Las curanderas
Las paredes de mi cuarto
empezaron a respirar agitadamente, convulsionaban con la fuerza tísica de un
cuerpo enfermo. Las cuarteaduras dominaban los espacios ausentes de yeso y
pintura. No podía levantarme de esta tumba satinada, sudorosa y sucia. Estaba pegada
a mi propia cama y sentía el peso del techo desmoronándose encima de mí hasta
ahogarme. Últimamente despertaba con el cuerpo adolorido, con los músculos
molidos, con el sueño forzado.
—Madre, siento que mi cabeza
va a explotar, tráeme mis gotas, las que están dentro de la nevera.
—No me apresures, deberías de
levantarte de la cama y salir un rato a tomar los rayos del sol.
El alivio llegará pronto y me
dará un leve respiro. El vértigo rondaba mi almohada, ridículamente bordada de
corazones rojos, un triste recuerdo de mis años adolescentes. Tenía días
recostada en la cama. No era la primera vez ni tampoco la última. Las horas
pierden su significado cuando el cuerpo languidece, aletargado, bajo los
efectos de los calmantes y los chiqueadores. Ni las friegas de alcohol ni las
gotas de lavanda han ayudado a remediar mis males.

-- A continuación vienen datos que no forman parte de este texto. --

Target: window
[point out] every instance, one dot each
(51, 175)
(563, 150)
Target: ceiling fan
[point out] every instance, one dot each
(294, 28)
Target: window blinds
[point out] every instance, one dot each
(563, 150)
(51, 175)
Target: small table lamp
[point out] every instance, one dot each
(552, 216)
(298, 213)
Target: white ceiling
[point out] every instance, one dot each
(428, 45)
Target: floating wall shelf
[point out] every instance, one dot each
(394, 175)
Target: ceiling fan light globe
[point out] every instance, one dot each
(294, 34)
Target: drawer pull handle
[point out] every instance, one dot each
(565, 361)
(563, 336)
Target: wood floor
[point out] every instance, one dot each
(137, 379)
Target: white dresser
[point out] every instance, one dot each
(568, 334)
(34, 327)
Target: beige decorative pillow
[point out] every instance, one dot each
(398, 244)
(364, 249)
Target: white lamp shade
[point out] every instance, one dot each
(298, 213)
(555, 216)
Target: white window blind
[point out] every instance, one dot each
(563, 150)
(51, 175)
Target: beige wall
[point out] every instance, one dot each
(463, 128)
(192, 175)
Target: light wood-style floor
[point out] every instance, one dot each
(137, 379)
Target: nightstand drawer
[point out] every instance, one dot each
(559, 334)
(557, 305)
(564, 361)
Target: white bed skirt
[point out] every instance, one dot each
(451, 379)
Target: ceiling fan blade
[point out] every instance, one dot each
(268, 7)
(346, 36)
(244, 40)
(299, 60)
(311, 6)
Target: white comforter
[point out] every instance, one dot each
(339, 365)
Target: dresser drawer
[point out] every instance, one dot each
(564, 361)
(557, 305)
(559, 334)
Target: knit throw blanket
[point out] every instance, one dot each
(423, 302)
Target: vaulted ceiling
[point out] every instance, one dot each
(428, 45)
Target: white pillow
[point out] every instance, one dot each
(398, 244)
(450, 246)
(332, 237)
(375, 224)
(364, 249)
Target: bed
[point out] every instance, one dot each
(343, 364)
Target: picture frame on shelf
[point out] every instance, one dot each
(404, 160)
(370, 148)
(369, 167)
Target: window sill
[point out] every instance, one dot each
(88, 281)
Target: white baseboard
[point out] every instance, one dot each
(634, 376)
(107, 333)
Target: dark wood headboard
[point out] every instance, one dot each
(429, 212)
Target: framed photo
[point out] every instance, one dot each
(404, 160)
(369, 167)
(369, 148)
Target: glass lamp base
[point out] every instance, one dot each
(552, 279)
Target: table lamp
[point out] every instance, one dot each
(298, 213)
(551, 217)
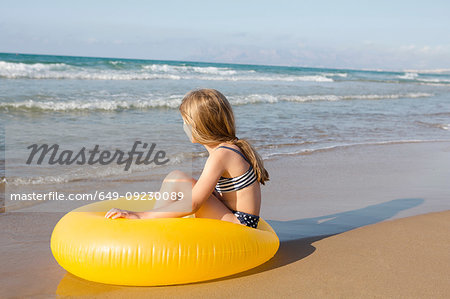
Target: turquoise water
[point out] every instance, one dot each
(282, 110)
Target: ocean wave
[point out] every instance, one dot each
(334, 147)
(175, 100)
(443, 126)
(267, 98)
(408, 76)
(113, 105)
(11, 70)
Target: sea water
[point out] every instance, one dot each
(281, 110)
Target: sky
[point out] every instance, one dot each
(390, 35)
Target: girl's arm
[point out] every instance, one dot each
(191, 203)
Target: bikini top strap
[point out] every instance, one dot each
(235, 150)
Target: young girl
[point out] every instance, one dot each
(229, 186)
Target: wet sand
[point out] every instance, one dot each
(333, 212)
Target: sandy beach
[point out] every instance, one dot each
(354, 222)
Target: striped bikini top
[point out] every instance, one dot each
(225, 185)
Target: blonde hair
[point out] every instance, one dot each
(212, 120)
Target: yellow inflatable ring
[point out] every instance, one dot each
(153, 252)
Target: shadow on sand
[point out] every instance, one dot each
(296, 239)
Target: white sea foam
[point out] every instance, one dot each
(87, 173)
(408, 76)
(333, 147)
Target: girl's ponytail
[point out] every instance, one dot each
(255, 159)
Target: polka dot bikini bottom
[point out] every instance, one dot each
(247, 219)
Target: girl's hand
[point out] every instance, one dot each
(119, 213)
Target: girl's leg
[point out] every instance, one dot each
(213, 208)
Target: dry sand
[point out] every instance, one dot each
(367, 254)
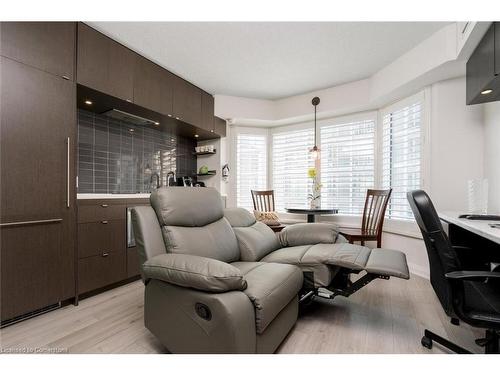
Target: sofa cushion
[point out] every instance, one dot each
(195, 272)
(215, 240)
(270, 287)
(342, 255)
(187, 206)
(308, 234)
(256, 241)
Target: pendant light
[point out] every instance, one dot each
(315, 150)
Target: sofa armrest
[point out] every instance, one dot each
(191, 271)
(308, 234)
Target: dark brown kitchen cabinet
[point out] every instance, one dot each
(104, 65)
(220, 126)
(48, 46)
(37, 188)
(152, 86)
(207, 112)
(101, 237)
(497, 48)
(187, 102)
(482, 79)
(101, 270)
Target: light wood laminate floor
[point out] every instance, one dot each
(384, 317)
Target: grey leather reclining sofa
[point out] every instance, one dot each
(217, 281)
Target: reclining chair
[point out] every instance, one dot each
(217, 281)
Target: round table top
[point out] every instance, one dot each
(312, 211)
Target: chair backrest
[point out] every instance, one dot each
(442, 256)
(192, 222)
(374, 211)
(263, 200)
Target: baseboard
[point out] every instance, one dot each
(419, 270)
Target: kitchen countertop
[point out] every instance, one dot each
(116, 196)
(112, 196)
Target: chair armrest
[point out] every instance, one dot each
(308, 234)
(457, 247)
(191, 271)
(472, 275)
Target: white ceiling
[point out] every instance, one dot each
(270, 60)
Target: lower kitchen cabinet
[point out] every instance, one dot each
(103, 256)
(101, 270)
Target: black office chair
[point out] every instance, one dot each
(470, 296)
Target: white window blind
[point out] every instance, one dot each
(251, 160)
(291, 161)
(347, 165)
(401, 156)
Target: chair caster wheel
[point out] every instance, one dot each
(426, 342)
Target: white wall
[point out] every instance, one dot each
(457, 144)
(492, 154)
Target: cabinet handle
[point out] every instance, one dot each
(68, 170)
(33, 222)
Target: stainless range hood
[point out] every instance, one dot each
(129, 117)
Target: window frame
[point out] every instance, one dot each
(396, 226)
(234, 131)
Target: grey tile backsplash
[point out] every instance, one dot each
(118, 157)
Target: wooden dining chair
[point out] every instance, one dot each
(263, 200)
(373, 218)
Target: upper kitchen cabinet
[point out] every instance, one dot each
(483, 82)
(220, 126)
(153, 86)
(187, 102)
(48, 46)
(207, 112)
(105, 65)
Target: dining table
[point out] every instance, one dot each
(312, 212)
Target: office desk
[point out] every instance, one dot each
(474, 234)
(478, 227)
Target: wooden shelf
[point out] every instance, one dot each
(205, 153)
(210, 173)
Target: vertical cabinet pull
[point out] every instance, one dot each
(68, 171)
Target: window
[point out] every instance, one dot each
(401, 155)
(251, 167)
(291, 160)
(347, 164)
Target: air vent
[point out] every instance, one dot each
(32, 314)
(128, 117)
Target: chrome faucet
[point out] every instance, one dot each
(158, 183)
(171, 176)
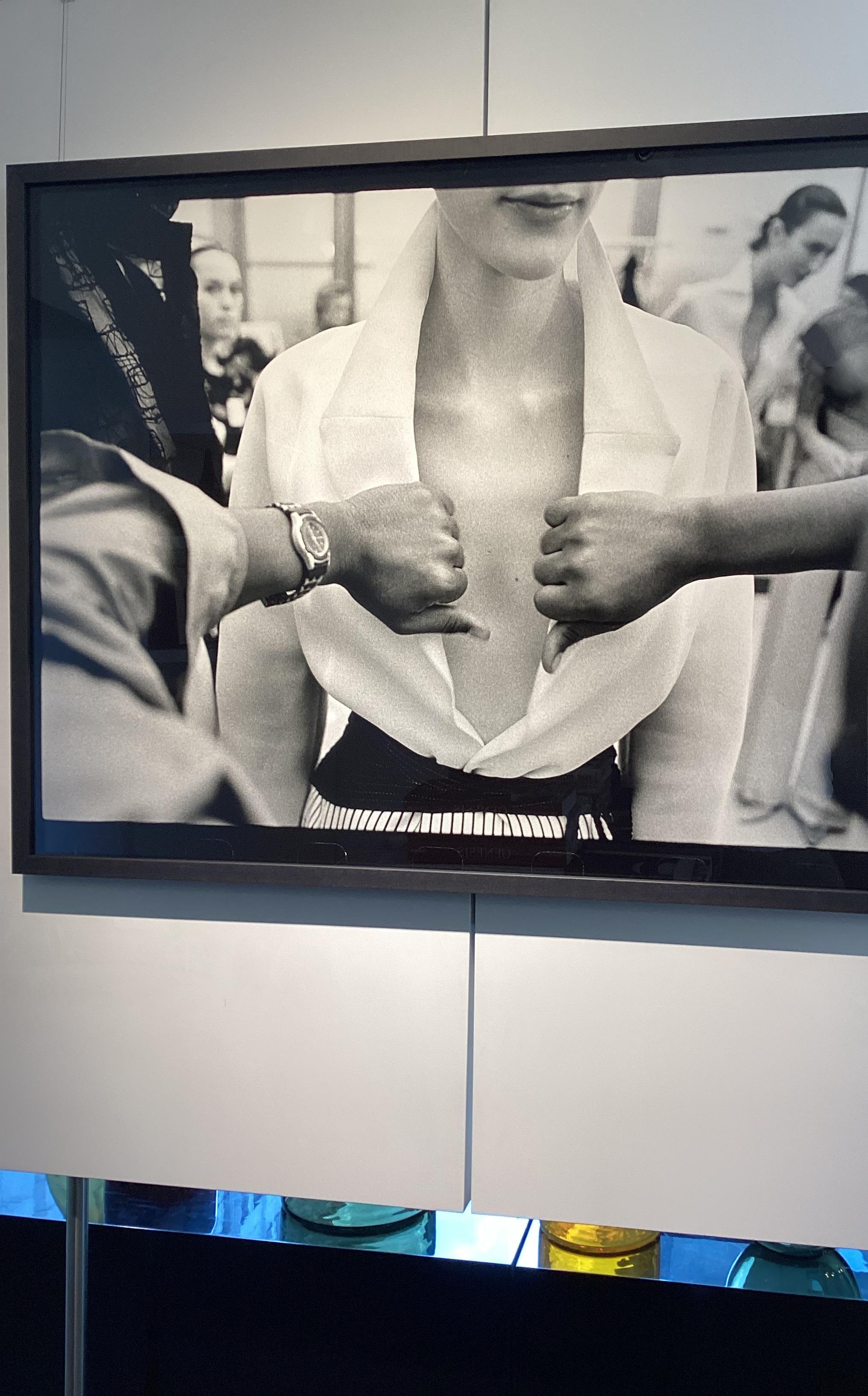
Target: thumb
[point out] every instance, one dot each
(444, 620)
(566, 634)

Mi madre enciende veladoras en
altares improvisados, porque son tantos los santos y los muertos que les hemos
buscado acomodo en cualquier rincón. La monótona letanía de los rezos taladra
mis oídos, el olor de la parafina tiene un efecto analgésico, las diminutas
llamas consiguen iluminar, en un instante, hasta los rincones más oscuros de la
casa, incluso aquellos huecos donde el piso de madera se ha podrido. Es
increíble el color rojizo de las veladoras, tiene algo de santo y de demoniaco
a la vez.
Dejo que la aspirina haga su
efecto, cierro los ojos hasta percibir el silencio del patio, el cual apenas es
roto por el ir y venir de las lagartijas. Las paredes heridas les dan refugio. Me
levanto y abro las cortinas para salir de la sombra. Deshago la trenza
retorcida con movimientos mecánicos, tomo las tijeras y las corto para
liberarme de su hechizo. El dolor de cabeza desparece para perderse entre la
bruma de la mañana y bajo los primeros rayos del sol.
—Hija, me siento débil, este
año me está matando lentamente, no llego a diciembre, hija, no llego.
—Siempre dices lo mismo cada
año y sigues aquí dándome lata. Estoy poniendo un poco de café, ¿tenemos pan
dulce de ayer?
Mi madre es la curandera de la
ciudad, la cual aún conserva sus aires de provincia, hemos atestiguado la
aparición de los modernos multicinemas y uno que otro centro comercial. Cuando se
instalaron las farmacias de genéricos, y sus doctores, casi nos dejan sin
trabajo, pero aun conservamos algunos clientes, quienes han sido fieles a
nuestra medicina tradicional, por así llamarla. Nos hemos adaptado bien a los
nuevos tiempos y a pesar de la modernidad, mucha gente nos sigue consultando.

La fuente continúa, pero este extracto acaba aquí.